I'd argue that encountering people that are slightly different than one's self is a normal daily reality for most people, and that using those people as characters in the protagonists' lives is just making the show relatable. I don't think it's a moral lesson any more than having parents who don't murder every episode is a moral lesson - sure it's an example of decent morals but it's not a lesson in morality.

That is to say, using same logic on "depicting brown people" and "depicting rape" is fundamentally flawed, it doesn't make sense to apply the same rules to "proximity to disabled people" and "murder" they aren't remotely in the same category. They are fundamentally different, and even if they were somehow similar enough to apply the same logic, they are not in any way similar in scope, its like claiming that showing a kid keeping a $100 bill they find on the street is somehow the same as showing a kid planning a multibillion dollar crypto heist... they involve different morals, different situations, and different consequences for every single person involved - that is they aren't the same.

Further, I never brought up someone being killed - that was a different person. You can tell because we have different usernames.


Any inclusion is pandering to some people.


Yes pandering is relative.

So the GP was happy with a show that was relevant to his family.

Yeah I think we're on the same page.


It's almost like people just want to be upset about how other people are living their lives for some reason.


Yup, just let people enjoy Bluey and live their own lives.

There's plenty of "woke" stuff to enjoy if you want to live life that way.


Oh, believe me, gay and trans furries love Bluey. It's pretty much our fav thing, it's so insanely popular with the LGBT+ crowd.


Ok? My Little Pony was in the same boat. Doesn't really change anything.


It's insanely popular and I certainly don't want to stop anyone from enjoying it :)

Was it pandering when My Little Pony had a lesbian couple?


Never watched it, my point was another group enjoying something doesn't really effect what another group gets out of it.

For me it depends on how it's presented. The characters shouldn't announce what they like to fuck. That's jarring, pandering, and very inappropriate.

No idea how it was portrayed so I can't say.


>The characters shouldn't announce what they like to fuck.

Has that happened in a kids show you've seen?


No. The shows I screen never say or portray anything sexual.

They will find out that out on their own, without the help of kid shows.

I have no idea what the character's sexual preferences are and I don't want to know.

Curiously, how was it presented that they were lesbian, and who was lesbian? One of the ponies? lol.


Wait, why did you bring up characters on children's show announcing their sexual proclivities then?

Are you just getting angry about a hypothetical? Help me understand where you're coming from please


I'm not angry? And I didn't bring it up, you brought up the lesbian in MLP.

How was it presented in the show?


Why did you bring up whether the characters want to fuck?

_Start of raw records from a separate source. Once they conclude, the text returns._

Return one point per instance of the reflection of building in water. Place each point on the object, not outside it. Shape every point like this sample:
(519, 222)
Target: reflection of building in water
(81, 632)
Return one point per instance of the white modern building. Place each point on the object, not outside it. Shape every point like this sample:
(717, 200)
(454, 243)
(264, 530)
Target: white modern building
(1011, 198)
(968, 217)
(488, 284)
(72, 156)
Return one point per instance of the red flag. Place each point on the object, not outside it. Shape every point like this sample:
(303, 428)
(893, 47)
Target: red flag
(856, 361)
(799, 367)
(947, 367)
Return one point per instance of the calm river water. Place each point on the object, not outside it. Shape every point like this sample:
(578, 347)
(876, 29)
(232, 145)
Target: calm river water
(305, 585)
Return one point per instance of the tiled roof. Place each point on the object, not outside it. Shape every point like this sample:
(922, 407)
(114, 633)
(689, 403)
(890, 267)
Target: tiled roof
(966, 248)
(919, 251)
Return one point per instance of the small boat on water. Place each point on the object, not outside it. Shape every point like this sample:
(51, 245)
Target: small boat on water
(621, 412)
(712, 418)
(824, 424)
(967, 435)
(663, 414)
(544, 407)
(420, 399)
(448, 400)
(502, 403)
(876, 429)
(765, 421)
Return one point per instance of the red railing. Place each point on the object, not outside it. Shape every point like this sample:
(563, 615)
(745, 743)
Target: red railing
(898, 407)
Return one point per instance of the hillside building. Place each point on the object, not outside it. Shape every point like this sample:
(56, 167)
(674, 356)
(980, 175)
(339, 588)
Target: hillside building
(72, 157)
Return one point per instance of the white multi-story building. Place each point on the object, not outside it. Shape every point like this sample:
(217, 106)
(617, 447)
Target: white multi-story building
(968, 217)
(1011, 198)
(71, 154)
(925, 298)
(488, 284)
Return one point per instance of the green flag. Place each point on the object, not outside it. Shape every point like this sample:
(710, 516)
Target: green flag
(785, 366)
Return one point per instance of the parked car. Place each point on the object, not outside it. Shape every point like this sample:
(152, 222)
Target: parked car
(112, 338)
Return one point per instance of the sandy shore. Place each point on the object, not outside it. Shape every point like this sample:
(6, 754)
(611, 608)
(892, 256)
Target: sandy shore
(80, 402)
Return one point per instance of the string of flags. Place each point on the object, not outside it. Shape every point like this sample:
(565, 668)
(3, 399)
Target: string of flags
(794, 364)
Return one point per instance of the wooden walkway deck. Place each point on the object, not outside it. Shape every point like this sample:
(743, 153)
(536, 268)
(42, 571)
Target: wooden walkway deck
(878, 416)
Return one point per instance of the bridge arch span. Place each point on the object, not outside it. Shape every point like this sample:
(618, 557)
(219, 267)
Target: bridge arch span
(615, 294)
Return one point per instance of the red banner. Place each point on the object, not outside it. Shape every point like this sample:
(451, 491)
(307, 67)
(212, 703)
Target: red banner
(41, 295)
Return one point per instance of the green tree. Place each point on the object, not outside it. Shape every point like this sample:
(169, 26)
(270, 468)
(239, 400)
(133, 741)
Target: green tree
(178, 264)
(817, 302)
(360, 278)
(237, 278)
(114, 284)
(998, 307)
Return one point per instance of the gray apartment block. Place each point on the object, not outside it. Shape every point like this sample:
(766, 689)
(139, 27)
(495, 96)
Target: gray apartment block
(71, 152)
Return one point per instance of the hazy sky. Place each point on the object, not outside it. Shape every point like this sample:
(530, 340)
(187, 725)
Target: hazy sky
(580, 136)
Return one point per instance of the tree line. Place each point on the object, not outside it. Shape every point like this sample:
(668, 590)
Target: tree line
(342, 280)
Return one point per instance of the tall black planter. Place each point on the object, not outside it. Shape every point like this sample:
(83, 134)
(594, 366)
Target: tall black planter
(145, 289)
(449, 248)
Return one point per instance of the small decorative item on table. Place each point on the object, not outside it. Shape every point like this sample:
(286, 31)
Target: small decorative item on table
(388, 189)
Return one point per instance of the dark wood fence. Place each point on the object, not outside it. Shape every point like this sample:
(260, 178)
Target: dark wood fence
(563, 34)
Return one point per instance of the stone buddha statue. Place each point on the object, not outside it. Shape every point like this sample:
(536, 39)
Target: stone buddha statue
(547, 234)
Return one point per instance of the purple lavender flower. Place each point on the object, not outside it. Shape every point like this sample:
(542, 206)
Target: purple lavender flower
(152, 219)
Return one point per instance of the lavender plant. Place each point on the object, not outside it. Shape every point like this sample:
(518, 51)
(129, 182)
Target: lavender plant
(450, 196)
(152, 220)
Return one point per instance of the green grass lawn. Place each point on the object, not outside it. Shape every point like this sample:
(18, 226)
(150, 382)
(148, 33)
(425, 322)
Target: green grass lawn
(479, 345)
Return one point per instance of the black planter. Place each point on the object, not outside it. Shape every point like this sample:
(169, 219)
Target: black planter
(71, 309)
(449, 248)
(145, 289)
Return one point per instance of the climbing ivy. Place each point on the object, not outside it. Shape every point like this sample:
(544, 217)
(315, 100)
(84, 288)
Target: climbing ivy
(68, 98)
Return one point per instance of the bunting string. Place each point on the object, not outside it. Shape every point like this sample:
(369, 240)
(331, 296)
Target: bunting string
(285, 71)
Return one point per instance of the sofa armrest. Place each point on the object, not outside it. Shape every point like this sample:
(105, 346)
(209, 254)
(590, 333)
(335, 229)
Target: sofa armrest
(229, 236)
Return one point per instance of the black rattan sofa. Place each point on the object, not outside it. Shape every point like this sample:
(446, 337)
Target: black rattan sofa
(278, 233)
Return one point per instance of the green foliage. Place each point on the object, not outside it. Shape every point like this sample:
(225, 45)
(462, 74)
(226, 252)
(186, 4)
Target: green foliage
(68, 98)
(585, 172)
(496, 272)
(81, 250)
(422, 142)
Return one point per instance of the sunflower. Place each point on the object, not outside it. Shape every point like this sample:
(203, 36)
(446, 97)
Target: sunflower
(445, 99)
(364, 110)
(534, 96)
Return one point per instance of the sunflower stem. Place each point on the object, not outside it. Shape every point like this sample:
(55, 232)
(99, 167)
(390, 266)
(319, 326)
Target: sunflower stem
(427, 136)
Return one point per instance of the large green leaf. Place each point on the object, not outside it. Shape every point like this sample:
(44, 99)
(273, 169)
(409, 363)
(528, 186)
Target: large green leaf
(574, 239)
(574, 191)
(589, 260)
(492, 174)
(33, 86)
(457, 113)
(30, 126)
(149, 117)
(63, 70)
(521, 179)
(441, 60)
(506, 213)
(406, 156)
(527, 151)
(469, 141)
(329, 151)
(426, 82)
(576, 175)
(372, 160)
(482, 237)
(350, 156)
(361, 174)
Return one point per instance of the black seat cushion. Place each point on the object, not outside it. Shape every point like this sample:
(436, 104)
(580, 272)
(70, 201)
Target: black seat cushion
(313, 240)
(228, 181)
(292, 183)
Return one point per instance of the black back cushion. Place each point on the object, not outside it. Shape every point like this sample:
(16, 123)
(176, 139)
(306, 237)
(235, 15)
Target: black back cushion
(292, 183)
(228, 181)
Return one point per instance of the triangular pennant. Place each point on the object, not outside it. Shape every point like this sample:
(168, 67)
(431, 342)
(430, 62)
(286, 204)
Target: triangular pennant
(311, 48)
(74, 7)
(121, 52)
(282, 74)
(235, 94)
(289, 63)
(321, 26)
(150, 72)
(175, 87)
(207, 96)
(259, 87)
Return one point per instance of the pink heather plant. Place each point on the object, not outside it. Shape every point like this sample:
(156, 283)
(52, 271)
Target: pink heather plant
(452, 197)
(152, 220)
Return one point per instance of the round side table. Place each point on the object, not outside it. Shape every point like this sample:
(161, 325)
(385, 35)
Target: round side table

Because that's what your sexual preference essentially is.

Why is it relevant in a kid's show?


There's so much more to relationships and human connection and even romantic relationships than that.

Get your mind out of the gutter.


Connections can be made in kids show without referencing sexual preferences, that's my point.

I just fail to see why you need to make a pony a lesbian in a kids show.

Why bring that up at all?


> Why bring that up at all?

So that it reflects the real world, perhaps? Same reason shows have families with moms and dads in them.


Why bring up couples at all?

Are the heterosexual couples going to tell the kids about the sex they're having?


That's why I said it's how it depends how it's presented, and you never explained so I don't know if it was appropriate or not.

Many kids shows I enjoyed never had any couples or parents in them, which avoids that altogether.


That's really great, good talk, buddy.

So is any exclusion.


Isn’t the point of kids media to help prepare them for the real world?


Not at all? How much "preparing for the real world" was there in Hanna Barbera cartoons, or GI Joe, Thundercats, Looney Toons, etc?

One could argue that cartoons of an era are descriptive of current culture, but to take them as prescriptive seems a terribly misguided idea.